There was no immediate response from the federal government over the assault at Galicoma, but the Ethiopian troops have been plotting to push the Tigray forces further. ENDF had withdrawn from Tigray following months of operation which started in November 2020.

Henrietta Fore, the UNICEF Executive Director, said her office had received extremely disappointing news of deaths of close to 200 people in the town, adding that almost half of the casualties were children from families sheltering in a health center and a school in the Afar region.

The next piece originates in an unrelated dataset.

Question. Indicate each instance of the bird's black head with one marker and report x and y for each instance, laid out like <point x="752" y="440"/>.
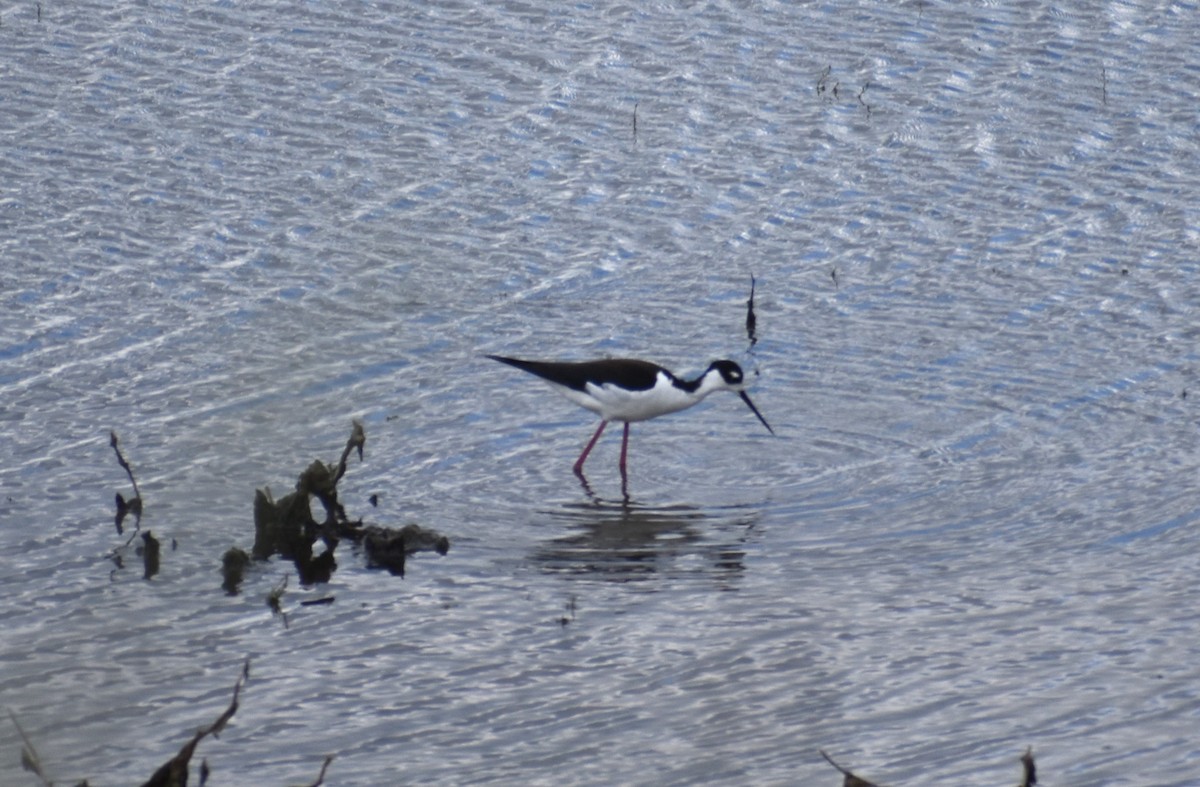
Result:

"Crucial food supplies were also reportedly destroyed in an area that is already seeing emergency levels of malnutrition and food insecurity," read the statement from UNICEF. “The intensification of fighting in Afar and other areas neighboring Tigray is disastrous for children. It follows months of armed conflict across Tigray that have placed some 400,000 people, including at least 160,000 children, in famine-like conditions."

"Four million people are in crisis or emergency levels of food insecurity in Tigray and adjoining regions of Afar and Amhara. More than 100,000 have been newly displaced by the recent fighting, adding to the 2 million people already uprooted from their homes," it further noted.

Ethiopian authorities have been at loggerheads with the TDF following the latter's move to attack the Northern Command. Since then, hostilities have been witnessed, with a recharged TDF now seizing several parts of northern Ethiopia, including territories in the Afar region.